Residents of my constituency will welcome the end of the regional housing targets in the regional spatial strategies. That is especially true of those seeking to protect Birds Marsh woods and land along Chippenham’s floodplains from development. The Minister met residents when he visited my constituency just a few months ago, and I am sorry that I did not get the chance to meet him, although the circumstances were such that that would perhaps not have been welcomed by all.

Wiltshire councillors were keen to blame the development proposals on the regional spatial strategy. Others promised that they will be stopped if the new Government abolish the strategy. Only time will tell if that promise is as true as that made by the parties that have come together to form the coalition Government to abolish the regional spatial strategies.

In place of such development proposals, I hope that we will see opportunities to provide housing—particularly affordable housing—partly through a renewed commitment to bring empty homes into use. There are also exciting proposals to secure small affordable housing schemes in our villages, as has happened very successfully in Broughton Gifford, just down the road from me. Such schemes will be essential for small communities to sustain themselves and to ensure the viability of village schools.

Wiltshire council is keen to receive advice from the Secretary of State for Communities and Local Government on whether planning inspectors will now disregard the regional spatial strategies, although, as my hon. Friend the Member for Cheltenham (Martin Horwood) said, that for the south-west has the status only of an emerging strategy. Not only the council has asked me about the issue; local conservation campaigners fear that if Wiltshire council does not adopt a core strategy, its draft core strategy, which sought to conform to the regional spatial strategy, may impose regional housing targets by the back door while a local policy vacuum remains.
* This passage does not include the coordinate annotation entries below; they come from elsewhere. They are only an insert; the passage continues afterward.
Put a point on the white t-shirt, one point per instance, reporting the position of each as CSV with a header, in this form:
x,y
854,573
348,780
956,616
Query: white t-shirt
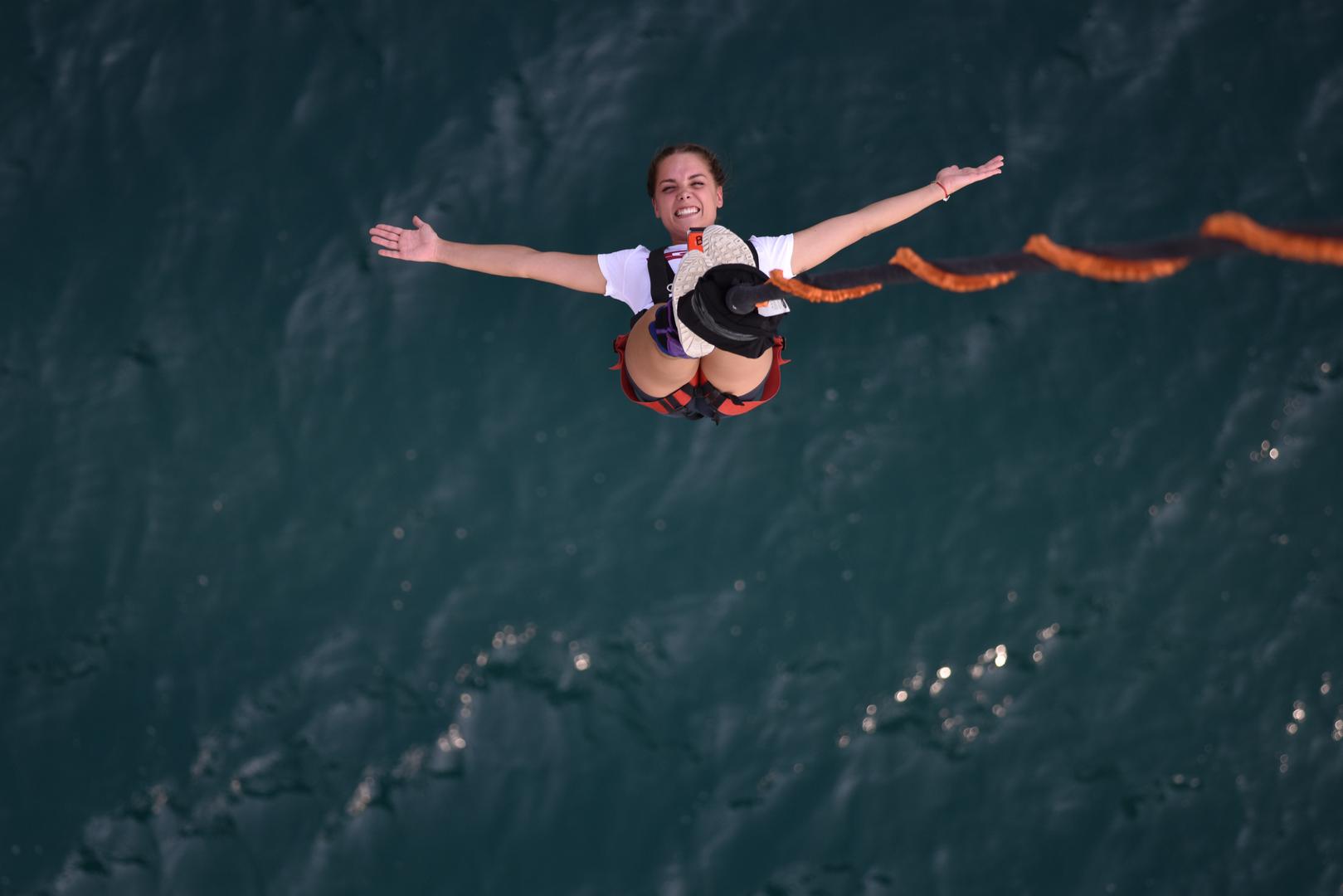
x,y
627,270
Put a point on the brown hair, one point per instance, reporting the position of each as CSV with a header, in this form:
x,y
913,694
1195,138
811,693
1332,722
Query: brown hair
x,y
720,176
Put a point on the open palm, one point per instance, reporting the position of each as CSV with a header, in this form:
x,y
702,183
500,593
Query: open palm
x,y
418,245
955,178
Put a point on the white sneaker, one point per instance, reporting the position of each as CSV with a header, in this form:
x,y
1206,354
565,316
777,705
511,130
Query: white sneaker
x,y
720,247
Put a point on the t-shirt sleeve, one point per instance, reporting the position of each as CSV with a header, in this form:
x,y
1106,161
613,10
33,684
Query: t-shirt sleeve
x,y
775,253
627,275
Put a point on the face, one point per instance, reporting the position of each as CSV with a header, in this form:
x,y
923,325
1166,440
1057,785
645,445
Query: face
x,y
685,195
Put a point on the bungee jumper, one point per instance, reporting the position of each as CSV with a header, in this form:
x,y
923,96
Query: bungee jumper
x,y
703,342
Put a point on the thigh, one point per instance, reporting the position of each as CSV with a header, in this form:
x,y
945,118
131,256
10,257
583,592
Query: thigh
x,y
654,373
735,373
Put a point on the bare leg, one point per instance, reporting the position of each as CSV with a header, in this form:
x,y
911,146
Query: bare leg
x,y
735,373
654,373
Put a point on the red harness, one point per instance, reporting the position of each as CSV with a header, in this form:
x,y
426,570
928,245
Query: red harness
x,y
680,401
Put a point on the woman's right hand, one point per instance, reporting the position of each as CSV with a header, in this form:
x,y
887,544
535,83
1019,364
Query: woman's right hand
x,y
419,245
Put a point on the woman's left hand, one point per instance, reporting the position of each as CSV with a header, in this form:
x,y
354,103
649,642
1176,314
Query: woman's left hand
x,y
954,176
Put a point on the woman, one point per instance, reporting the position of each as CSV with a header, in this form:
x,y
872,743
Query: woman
x,y
662,364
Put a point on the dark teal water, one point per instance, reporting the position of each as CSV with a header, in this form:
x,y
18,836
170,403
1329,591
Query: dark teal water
x,y
321,574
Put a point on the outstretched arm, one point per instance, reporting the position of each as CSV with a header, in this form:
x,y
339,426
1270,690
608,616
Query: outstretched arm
x,y
815,245
421,243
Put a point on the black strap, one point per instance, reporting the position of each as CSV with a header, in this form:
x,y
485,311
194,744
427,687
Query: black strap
x,y
661,275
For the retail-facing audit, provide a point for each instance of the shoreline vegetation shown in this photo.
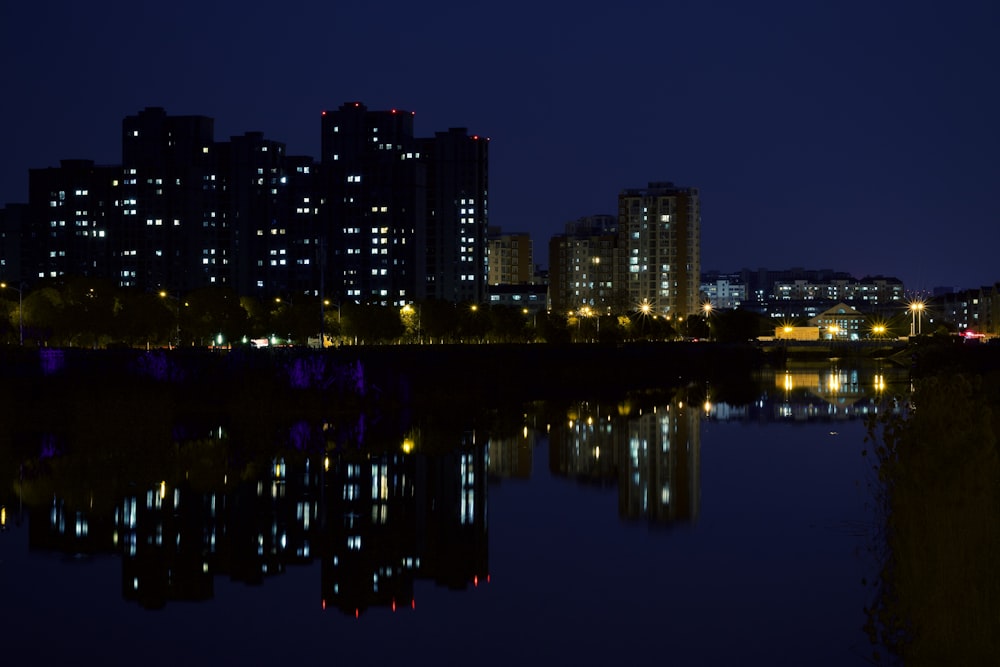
(937, 496)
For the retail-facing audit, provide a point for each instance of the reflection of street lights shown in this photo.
(20, 309)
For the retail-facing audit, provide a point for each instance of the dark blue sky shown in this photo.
(853, 135)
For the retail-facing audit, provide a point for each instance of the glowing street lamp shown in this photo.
(916, 317)
(177, 313)
(20, 309)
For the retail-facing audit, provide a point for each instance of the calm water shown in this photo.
(647, 530)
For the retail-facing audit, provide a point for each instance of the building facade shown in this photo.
(172, 233)
(71, 220)
(407, 216)
(659, 232)
(585, 267)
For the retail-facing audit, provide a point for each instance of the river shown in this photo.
(696, 526)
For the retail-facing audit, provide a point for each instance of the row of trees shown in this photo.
(88, 312)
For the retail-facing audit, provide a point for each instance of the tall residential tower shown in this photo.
(659, 231)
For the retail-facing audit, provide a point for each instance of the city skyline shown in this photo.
(815, 139)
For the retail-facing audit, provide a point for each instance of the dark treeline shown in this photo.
(94, 313)
(937, 596)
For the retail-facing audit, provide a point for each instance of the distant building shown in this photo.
(71, 220)
(584, 267)
(724, 293)
(840, 322)
(172, 233)
(511, 260)
(796, 333)
(659, 232)
(13, 220)
(531, 298)
(974, 310)
(271, 209)
(408, 216)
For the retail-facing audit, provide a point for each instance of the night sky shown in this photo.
(853, 135)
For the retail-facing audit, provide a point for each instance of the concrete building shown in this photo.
(172, 234)
(511, 258)
(71, 219)
(407, 217)
(659, 232)
(585, 267)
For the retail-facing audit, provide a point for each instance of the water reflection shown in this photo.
(381, 508)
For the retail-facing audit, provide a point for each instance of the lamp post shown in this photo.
(20, 309)
(177, 315)
(916, 320)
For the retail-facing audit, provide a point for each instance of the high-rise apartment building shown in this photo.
(583, 265)
(511, 259)
(70, 221)
(271, 207)
(172, 233)
(452, 246)
(375, 187)
(659, 231)
(408, 215)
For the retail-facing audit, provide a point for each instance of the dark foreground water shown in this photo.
(655, 530)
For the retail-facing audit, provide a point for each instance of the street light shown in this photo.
(177, 315)
(916, 321)
(20, 309)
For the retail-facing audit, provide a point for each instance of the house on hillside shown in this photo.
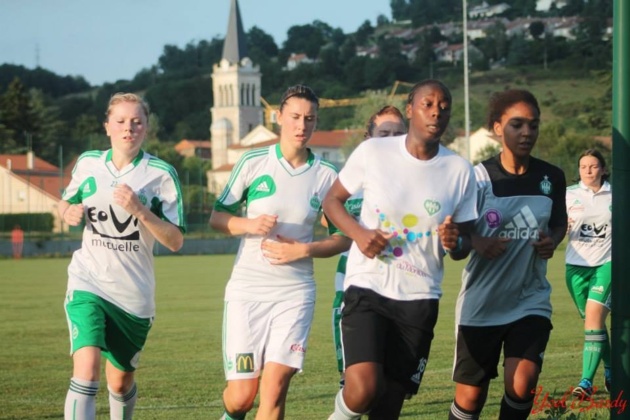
(29, 184)
(237, 114)
(479, 143)
(200, 148)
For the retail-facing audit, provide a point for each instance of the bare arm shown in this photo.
(370, 241)
(236, 225)
(70, 213)
(164, 232)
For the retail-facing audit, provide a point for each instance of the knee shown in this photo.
(238, 401)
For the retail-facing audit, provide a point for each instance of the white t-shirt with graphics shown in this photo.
(410, 198)
(590, 230)
(265, 183)
(115, 260)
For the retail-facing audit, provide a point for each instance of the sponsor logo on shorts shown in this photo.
(417, 377)
(244, 362)
(522, 226)
(598, 289)
(297, 348)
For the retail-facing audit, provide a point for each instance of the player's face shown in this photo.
(126, 126)
(519, 129)
(388, 125)
(297, 122)
(429, 113)
(591, 171)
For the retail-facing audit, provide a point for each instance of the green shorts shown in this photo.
(589, 283)
(93, 321)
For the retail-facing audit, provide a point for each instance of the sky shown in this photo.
(105, 41)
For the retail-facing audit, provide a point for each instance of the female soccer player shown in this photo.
(273, 199)
(129, 200)
(418, 200)
(588, 263)
(504, 302)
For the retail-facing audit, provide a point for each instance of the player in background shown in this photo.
(588, 253)
(504, 302)
(386, 122)
(273, 199)
(129, 199)
(394, 272)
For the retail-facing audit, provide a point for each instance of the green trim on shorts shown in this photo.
(589, 283)
(96, 322)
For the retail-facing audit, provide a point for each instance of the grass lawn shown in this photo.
(181, 374)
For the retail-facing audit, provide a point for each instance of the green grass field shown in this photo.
(181, 375)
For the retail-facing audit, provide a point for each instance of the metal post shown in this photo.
(620, 288)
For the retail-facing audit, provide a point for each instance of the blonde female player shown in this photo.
(269, 299)
(129, 199)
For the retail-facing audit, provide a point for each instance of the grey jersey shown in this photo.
(514, 285)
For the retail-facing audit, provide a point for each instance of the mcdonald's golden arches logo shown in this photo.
(244, 362)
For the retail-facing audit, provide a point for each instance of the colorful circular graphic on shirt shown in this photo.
(493, 218)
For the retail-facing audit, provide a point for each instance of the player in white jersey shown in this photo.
(395, 266)
(386, 122)
(588, 254)
(504, 302)
(129, 199)
(269, 299)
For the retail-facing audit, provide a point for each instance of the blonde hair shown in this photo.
(126, 97)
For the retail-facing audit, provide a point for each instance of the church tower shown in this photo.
(236, 90)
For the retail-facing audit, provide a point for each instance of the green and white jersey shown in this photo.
(265, 183)
(513, 285)
(115, 260)
(353, 206)
(409, 198)
(590, 229)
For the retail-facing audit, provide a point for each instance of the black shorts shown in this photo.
(478, 349)
(396, 334)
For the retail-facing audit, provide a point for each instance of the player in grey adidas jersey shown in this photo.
(504, 302)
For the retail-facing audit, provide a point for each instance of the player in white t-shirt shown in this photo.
(129, 200)
(386, 122)
(269, 299)
(588, 263)
(418, 202)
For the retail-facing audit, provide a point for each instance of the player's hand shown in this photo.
(448, 233)
(489, 247)
(544, 246)
(372, 242)
(283, 250)
(127, 199)
(261, 225)
(73, 214)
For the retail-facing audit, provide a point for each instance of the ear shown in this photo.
(498, 129)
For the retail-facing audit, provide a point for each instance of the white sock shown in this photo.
(121, 406)
(81, 400)
(342, 412)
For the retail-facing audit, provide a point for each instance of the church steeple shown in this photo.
(235, 44)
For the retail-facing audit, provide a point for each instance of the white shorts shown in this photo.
(255, 333)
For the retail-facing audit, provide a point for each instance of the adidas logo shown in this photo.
(522, 226)
(262, 187)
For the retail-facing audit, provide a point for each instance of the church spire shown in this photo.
(235, 44)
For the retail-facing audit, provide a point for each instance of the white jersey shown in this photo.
(590, 226)
(410, 198)
(267, 184)
(115, 260)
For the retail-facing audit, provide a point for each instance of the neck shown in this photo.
(514, 165)
(295, 157)
(422, 149)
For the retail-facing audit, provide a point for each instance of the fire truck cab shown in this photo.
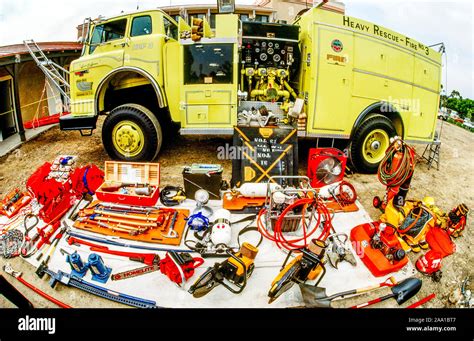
(327, 74)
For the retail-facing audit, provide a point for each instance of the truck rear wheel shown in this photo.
(370, 142)
(131, 132)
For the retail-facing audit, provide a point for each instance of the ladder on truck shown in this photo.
(55, 73)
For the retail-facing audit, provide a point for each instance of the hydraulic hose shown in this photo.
(296, 242)
(393, 172)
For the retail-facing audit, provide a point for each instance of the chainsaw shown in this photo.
(232, 273)
(308, 265)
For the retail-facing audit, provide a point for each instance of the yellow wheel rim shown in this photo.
(128, 138)
(375, 145)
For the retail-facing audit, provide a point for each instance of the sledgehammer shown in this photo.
(316, 297)
(402, 292)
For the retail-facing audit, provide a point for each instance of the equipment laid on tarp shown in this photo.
(141, 223)
(308, 265)
(130, 183)
(382, 252)
(268, 234)
(205, 177)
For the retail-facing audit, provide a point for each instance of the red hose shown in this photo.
(294, 243)
(41, 293)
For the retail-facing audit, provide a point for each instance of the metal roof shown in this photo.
(54, 46)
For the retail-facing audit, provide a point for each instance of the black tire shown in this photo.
(145, 120)
(369, 125)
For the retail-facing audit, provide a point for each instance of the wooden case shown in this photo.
(133, 173)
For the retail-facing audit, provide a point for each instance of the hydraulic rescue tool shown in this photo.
(232, 273)
(308, 265)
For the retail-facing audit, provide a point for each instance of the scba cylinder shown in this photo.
(221, 232)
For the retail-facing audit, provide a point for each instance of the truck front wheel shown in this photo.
(370, 142)
(131, 132)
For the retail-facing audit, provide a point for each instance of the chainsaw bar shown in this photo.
(135, 272)
(205, 283)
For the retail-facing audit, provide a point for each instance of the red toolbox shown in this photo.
(130, 183)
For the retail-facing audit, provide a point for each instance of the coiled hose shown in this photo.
(296, 242)
(391, 174)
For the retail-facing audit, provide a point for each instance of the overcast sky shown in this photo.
(429, 22)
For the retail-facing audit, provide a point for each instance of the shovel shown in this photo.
(316, 297)
(402, 292)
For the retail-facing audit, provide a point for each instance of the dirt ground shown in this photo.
(451, 185)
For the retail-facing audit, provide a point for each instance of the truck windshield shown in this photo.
(106, 32)
(208, 63)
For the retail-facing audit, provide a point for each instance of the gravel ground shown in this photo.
(449, 186)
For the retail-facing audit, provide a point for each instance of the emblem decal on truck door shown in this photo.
(336, 45)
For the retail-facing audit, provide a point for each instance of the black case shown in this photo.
(211, 183)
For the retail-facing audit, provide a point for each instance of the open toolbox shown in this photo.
(130, 183)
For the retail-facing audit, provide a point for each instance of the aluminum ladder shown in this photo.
(55, 73)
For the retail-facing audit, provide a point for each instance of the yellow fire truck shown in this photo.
(351, 79)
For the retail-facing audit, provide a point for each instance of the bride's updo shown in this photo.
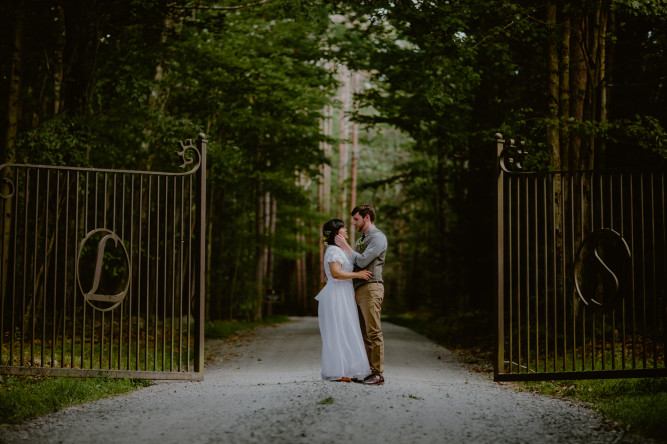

I clearly opposed the regional housing targets, and I wrote to the right hon. Member for Salford and Eccles (Hazel Blears), the then Secretary of State, as part of the consultation on the regional spatial strategy to make that opposition clear in the case of Chippenham. However, I also looked closely enough at the region’s draft RSS before her Department’s intervention to see that there were some welcome policies to promote the energy efficiency and resource sustainability of the proposed buildings. My final request to the Minister, therefore, is that he and his colleagues facilitate the availability of such best practice, so that local councils can adopt it, should they so choose.

The debate over the regional spatial strategies has been a case of representative democracy in action. The democratic process has effectively communicated the strong feelings of our constituents and delivered a response from their new Government. In supporting the coalition agreement, Government Members have started to do their bit, and I am sure that the Minister is determined to complete the job in government. However, it is imperative that, between his officials, councils, planning inspectors and skilful developers, our constituents’ wishes are not overridden as a result of any hiatus or vacuum in terms of the policy applicable. I would very much welcome the Minister’s comments on such concerns.